Mostly PC, one mobile SoC partner
With the announcement of Windows Holographic and its new partners, Microsoft is finally addressing multiple problems at the same time. By bringing in new hardware partners like Acer, Advanced Micro Devices, ASUS, Cyberpower, Dell, Falcon Northwest, HP, HTC, iBuypower, Lenovo, MSI and Qualcomm, Microsoft diversifies the potential hardware offerings for Windows Holographic beyond just HoloLens and truly opens the platform to VR and AR platform users. By having a single platform for all of these hardware partners, Microsoft is looking to do something that nobody else has done before, create a hardware agnostic mixed reality platform. Microsoft’s vision will enable VR and AR users to communicate, collaborate, entertain and learn with one another using Windows Holographic.

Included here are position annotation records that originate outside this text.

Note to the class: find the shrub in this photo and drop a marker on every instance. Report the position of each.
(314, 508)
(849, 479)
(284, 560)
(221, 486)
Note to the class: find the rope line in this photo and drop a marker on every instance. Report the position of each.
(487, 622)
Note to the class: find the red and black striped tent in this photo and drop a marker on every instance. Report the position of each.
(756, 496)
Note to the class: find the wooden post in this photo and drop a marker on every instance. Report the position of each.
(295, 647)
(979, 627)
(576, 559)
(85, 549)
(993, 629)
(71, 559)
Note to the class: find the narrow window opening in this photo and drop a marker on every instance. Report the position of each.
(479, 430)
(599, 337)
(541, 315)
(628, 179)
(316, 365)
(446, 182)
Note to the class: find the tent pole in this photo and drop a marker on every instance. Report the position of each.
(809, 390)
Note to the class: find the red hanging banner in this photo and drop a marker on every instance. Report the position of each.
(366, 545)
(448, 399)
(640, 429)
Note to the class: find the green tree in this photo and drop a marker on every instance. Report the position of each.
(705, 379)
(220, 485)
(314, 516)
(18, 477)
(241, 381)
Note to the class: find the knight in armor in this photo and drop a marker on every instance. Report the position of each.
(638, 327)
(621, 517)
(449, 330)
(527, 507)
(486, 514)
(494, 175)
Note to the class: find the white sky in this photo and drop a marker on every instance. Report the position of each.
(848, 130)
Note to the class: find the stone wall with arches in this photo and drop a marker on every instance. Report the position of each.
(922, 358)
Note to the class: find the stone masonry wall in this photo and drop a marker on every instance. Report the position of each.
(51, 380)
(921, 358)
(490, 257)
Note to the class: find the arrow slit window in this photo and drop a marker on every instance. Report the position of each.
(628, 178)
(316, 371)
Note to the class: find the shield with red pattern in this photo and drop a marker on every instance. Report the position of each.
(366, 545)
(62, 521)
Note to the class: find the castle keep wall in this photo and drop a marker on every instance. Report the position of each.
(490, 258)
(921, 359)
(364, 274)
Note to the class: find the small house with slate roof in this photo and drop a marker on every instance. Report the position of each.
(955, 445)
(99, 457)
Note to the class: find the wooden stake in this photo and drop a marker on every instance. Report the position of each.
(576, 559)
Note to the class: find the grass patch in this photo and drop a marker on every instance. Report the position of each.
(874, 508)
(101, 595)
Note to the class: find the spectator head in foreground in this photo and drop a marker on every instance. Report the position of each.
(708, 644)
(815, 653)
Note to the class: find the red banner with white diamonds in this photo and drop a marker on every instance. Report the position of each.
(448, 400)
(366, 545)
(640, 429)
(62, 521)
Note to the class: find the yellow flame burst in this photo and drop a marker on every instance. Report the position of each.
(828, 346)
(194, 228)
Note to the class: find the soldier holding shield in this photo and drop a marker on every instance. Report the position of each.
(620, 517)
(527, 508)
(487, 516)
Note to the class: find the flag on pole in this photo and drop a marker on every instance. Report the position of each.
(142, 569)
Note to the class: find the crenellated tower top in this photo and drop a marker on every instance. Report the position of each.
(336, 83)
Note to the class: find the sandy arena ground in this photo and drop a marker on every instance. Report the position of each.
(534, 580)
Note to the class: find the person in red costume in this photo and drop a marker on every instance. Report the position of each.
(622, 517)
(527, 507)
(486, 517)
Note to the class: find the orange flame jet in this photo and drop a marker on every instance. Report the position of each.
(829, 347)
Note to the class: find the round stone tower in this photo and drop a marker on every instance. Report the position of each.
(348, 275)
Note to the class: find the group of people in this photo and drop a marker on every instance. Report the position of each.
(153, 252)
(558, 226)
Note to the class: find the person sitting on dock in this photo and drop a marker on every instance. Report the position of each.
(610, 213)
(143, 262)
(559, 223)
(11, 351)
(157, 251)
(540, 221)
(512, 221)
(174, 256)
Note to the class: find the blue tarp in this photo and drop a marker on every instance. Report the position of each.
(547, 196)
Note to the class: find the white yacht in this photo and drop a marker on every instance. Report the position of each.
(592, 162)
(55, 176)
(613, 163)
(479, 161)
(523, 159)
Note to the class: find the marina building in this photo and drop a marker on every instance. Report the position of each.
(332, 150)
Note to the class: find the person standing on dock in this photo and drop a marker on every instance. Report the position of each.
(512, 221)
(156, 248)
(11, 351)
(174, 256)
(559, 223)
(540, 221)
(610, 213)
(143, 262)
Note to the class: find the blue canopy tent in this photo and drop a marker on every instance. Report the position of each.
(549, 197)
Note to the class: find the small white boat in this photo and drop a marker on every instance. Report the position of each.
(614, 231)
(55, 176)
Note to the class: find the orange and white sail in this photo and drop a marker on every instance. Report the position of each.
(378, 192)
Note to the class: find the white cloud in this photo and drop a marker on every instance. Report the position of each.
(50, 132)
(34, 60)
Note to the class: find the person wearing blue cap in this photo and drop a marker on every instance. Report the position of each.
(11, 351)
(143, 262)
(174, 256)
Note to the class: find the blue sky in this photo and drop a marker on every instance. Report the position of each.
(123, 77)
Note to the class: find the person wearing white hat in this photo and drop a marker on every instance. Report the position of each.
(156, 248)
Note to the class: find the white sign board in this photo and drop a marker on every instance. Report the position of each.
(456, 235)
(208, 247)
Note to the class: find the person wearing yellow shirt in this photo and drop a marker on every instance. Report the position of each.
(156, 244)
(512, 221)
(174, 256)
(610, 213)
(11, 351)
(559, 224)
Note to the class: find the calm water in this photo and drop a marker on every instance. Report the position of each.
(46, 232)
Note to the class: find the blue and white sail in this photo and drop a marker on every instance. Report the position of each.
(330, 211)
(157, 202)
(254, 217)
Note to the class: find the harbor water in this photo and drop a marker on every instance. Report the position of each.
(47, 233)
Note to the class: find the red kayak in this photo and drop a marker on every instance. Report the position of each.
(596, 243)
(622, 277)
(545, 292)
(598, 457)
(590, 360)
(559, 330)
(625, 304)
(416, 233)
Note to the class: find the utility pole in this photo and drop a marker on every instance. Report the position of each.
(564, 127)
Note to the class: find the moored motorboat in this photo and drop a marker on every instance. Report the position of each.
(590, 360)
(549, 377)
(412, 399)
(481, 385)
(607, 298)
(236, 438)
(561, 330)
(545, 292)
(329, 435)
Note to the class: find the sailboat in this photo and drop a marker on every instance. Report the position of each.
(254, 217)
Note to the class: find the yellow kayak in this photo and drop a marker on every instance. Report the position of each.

By offering Windows Holographic Microsoft is also exposing a definite set of APIs and hardware requirements for both AR and VR that haven’t quite existed. By working closely with their hardware partners, Microsoft will be able to ensure that developers and users never have to worry about a Windows Holographic device lagging because it is underpowered for either AR or VR. The industry has desperately needed something like Microsoft Holographic and for someone like Microsoft to deploy it with a series of major hardware partners.
Microsoft’s announcement of Windows Holographic expands the platform in multiple ways, by making it both an AR and VR platform and by extending Windows Holographic beyond Microsoft’s own hardware. As you can remember, when Microsoft tries to go it alone in a platform doing both hardware and software it generally doesn’t end well like Nokia. Microsoft’s decision to expand Windows Holographic beyond Hololens and AR in general really means big things for the company and the platform and gives Microsoft a real fighting chance in the impending platform wars we are bound to see from the big companies in either AR or VR. Until the lines of AR and VR blur into something that is truly mixed reality, platforms like Microsoft’s Windows Holographic are going to be critical in enabling new applications and use cases for both AR and VR.
As Microsoft did with their initial HoloLens announcement, they have moved up the competitive bar. Google isn’t publicly merging AR and VR yet and Apple hasn’t showed their hand yet.